I am working with SI units for portability across engines. As far as I understand, this should work well with matter-js.

The ball falls from a height of 180 m and with gravity set to 10 m/s², it should take exactly 6 s until it hits the ground and the impact velocity should be exactly 60 m/s.

However, it reports t=0.183 v=31.94 and the ball does not bounce at all.

After a lot of experimenting and digging in documentation and code, I found that:

  • There is a gravity scale which defaults to 0.001 (why?)
  • The delta parameter in Engine.update is not in ms, it is in the same unit that I use everywhere else.
  • There are the internal parameters Matter.Body._baseDelta and Matter.Common._baseDelta which are set to 1000 / 60 and influence velocity set/get and frictionAir and probably also other things.

Actually I first reported body.velocity until I figured that it's not really the body's velocity but the position delta during the last step. It also says "Equivalent to the magnitude of body.angularVelocity (always positive)." in the documentation which I think is a copy-paste mistake.

And I also found this Body._inertiaScale = 4; which will probably cause a hickup at some point.

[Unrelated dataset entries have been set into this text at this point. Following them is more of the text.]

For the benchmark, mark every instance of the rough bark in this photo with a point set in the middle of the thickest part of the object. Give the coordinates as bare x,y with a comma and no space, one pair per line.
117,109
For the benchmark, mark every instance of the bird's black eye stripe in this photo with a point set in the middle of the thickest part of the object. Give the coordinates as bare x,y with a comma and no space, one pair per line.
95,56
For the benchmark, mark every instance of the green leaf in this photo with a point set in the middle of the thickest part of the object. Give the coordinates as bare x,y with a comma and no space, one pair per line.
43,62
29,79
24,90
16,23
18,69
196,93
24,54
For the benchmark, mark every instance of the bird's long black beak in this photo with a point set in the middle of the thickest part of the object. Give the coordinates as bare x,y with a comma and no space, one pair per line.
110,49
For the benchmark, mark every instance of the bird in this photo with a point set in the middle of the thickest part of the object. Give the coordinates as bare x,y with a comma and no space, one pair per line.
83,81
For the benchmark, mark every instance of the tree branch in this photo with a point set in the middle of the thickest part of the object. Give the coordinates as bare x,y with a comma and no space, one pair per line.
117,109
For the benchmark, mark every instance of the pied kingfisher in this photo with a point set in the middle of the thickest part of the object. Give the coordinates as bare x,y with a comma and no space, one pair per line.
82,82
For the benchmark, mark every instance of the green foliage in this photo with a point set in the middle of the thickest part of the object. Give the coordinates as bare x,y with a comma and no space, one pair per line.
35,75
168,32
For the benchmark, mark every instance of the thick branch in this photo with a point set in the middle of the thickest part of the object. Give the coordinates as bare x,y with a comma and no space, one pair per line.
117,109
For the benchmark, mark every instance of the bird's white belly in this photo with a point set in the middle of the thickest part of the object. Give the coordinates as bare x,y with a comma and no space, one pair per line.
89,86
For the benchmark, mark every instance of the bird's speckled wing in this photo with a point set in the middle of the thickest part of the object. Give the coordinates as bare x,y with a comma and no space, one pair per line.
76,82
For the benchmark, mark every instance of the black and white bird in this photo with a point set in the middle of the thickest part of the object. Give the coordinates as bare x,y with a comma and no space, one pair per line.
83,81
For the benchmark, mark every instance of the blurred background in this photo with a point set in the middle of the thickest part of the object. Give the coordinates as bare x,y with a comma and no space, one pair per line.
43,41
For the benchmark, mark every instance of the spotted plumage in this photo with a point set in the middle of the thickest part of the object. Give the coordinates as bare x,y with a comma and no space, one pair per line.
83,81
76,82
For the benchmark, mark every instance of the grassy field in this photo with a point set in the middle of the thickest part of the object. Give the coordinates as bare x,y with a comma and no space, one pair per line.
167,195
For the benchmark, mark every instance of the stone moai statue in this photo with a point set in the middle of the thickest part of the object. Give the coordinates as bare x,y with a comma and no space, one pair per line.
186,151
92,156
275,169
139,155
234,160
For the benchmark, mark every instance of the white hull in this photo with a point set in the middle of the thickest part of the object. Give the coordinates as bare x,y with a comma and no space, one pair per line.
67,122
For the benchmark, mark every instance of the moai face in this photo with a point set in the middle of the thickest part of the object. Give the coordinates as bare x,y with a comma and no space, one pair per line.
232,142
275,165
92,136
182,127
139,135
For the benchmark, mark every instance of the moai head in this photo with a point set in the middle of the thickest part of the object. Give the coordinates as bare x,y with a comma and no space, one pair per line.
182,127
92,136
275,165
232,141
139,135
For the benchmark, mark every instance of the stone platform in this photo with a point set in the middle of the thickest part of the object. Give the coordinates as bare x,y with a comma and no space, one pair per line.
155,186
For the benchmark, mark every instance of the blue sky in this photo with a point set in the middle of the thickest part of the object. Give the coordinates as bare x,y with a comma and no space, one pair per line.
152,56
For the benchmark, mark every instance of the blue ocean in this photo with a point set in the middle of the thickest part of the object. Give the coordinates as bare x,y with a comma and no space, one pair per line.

After accounting for all of this, I got it working with this code:

<!DOCTYPE html>
<html>

<head>
	<title>Matter.js Bouncing Ball</title>
	<script src="https://cdnjs.cloudflare.com/ajax/libs/matter-js/0.20.0/matter.js"></script>
</head>

<body>
	<script>
		const { Engine, Render, Runner, World, Body, Bodies, Events } = Matter

		let g = 10 // m/s²
		let x = 400
		let hDrop = 180 // m
		let rBall = 10 // m
		let hBeam = 20 // m
		let hZero = 300

		const engine = Engine.create()
		engine.world.gravity.y = g
		engine.world.gravity.scale = 1

		const render = Render.create({ element: document.body, engine: engine })

		Render.run(render)

		const ball = Bodies.circle(x, hZero - hDrop - rBall, rBall, {
			restitution: 1, friction: 0, frictionAir: 0, mass: 1, inertia: 1
		})

		const ground = Bodies.rectangle(x, hZero + hBeam / 2, 200, hBeam, { isStatic: true })

		World.add(engine.world, [ball, ground])

		const dt = 1 / 120 // s
		Matter.Body._baseDelta = 1
		Matter.Common._baseDelta = 1

		let simulationTime = 0

		setInterval(() => {
			Engine.update(engine, dt)
			simulationTime += dt
		}, dt * 1000)

		let lastBounceSimulationTime = null
		Events.on(engine, "collisionStart", (event) => {
			console.log(`t=${simulationTime}`)
			console.log(`v=${Matter.Body.getSpeed(ball)}`)
		})

	</script>
</body>

</html>

Why are there so many magic constants sprinkled everywhere? I have two guesses:

  1. I messed something up and if I just use it right, it will all be consistent and nice.
  2. Matter-js started as a hobby project, using pixels as units and 60 fps and grew from there while staying backwards compatible.

In case (2) is right, would it be an option to introduce some sort of useSI flag that sets all magic constants to 1?